The proportion of cases with abnormal internalizing and externalizing behaviors between non-relapsers and relapsers at 12 weeks was similar. Relapsers exhibited abnormalities in all the three domains at 36 weeks, but significantly higher proportion than non-relapsers in their total behavior only (p<0.01). However, persistence of abnormal internalizing behavior in nearly sixty-three percent and externalizing behavior in about half of non-relapsers at 36 weeks is a matter of concern despite the fact that they did not receive any course of steroid during follow-up. It may be possible that non-relapsers still take longer time for resolution of their behavioral problems.

The univariate analysis demonstrated a relationship of systolic BP with internalizing and total behavior domains, but this effect disappeared in multiple regression analysis. Although the relapsers received higher mean cumulative dose of steroid than non-relapsers, no significant association was found with persistence of abnormal behavioral domains in regression analysis. Conversely in our previous study10, which also included relapsers and steroid-dependent nephrotic patients, a significant association of cumulative dose of steroid with behavioral abnormalities was found. Youssef et al. (2013)21 also found significant correlations of prednisolone dose with mean anxiety, depression, and aggression scores in relapsing nephrotic syndrome using the Child Depression Inventory and the Anxiety Scale for children. Further, in the present study, the occurrence of relapse was found as a significant risk factor for persistence of abnormal behaviors at 36 weeks. Soliday et al. (1999)6 had reported increased CBCL scores for anxious/depressed behavior and/or aggressive behavior during relapses in about 70% of children and significantly correlated with steroid dose.
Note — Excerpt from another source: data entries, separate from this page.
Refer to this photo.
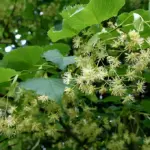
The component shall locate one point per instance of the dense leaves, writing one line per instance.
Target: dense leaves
(76, 18)
(90, 91)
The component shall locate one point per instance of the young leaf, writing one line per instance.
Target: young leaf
(57, 58)
(63, 48)
(6, 74)
(146, 105)
(77, 18)
(138, 22)
(52, 87)
(23, 58)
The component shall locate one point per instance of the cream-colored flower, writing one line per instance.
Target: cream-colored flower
(77, 42)
(140, 87)
(67, 78)
(135, 37)
(43, 98)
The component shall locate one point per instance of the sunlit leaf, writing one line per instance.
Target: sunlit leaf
(77, 18)
(52, 87)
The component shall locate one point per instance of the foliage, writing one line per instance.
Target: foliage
(87, 92)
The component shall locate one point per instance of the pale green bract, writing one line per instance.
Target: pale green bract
(6, 74)
(52, 87)
(79, 17)
(56, 57)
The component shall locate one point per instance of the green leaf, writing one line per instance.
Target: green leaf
(146, 75)
(52, 87)
(146, 105)
(63, 48)
(138, 22)
(6, 74)
(77, 18)
(115, 99)
(23, 58)
(57, 58)
(127, 21)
However, Ghobrial et al. (2013)22 reported that steroid dose and number of relapses did not affect psychological scores in their patients. Thus, it appears that the relationship of steroid dose with behavioral problems is not a straight forward phenomenon. Maybe the relapse during the course of illness can cause more stress and persistence of behavioral abnormalities in these children. In addition, it may be possible that some other factor, like parents being over-concerned about their child illness, affects the child's behavior7 , 20. However, we did not find any influence of Parenting Stress Index parameters (child and parent domains) over persistence of abnormal behaviors in the present study.
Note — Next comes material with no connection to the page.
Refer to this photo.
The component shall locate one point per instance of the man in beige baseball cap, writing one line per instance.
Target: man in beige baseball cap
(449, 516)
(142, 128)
The strength of the present study was the adequate number of cases of both age groups, a long follow- up until 24 weeks after treatment of initial episode, and using a validated tool to rate child's behavior, which depicted almost a true picture of behavioral problems in these children. However, the study has certain limitations, such as the findings being based on parent's reported observations and the control participants being assessed only one time, therefore their further status cannot be commented on. In addition, some of the younger patients had already abnormal rating of behavior (anxious/depressed and somatic domains) in the pre-treatment period, which got aggravated further in the follow-up.
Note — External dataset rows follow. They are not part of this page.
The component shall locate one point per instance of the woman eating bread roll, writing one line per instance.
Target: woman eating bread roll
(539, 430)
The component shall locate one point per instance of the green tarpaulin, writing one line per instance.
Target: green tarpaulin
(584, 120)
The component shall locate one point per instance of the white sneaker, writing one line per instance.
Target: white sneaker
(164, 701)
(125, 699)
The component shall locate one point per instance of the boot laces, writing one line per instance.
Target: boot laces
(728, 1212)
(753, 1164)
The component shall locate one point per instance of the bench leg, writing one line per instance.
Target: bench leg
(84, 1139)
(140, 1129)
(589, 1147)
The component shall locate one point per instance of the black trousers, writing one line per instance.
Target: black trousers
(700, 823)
In conclusion, behavioral abnormalities can persist in non-relapsers also but relapsers showed abnormal behaviors in higher proportion of cases. The occurrence of relapse was found as a significant risk factor for persistence of behavioral problems in children with nephrotic syndrome. A long-term follow up regarding the resolution of problems in non-relapsers is recommended.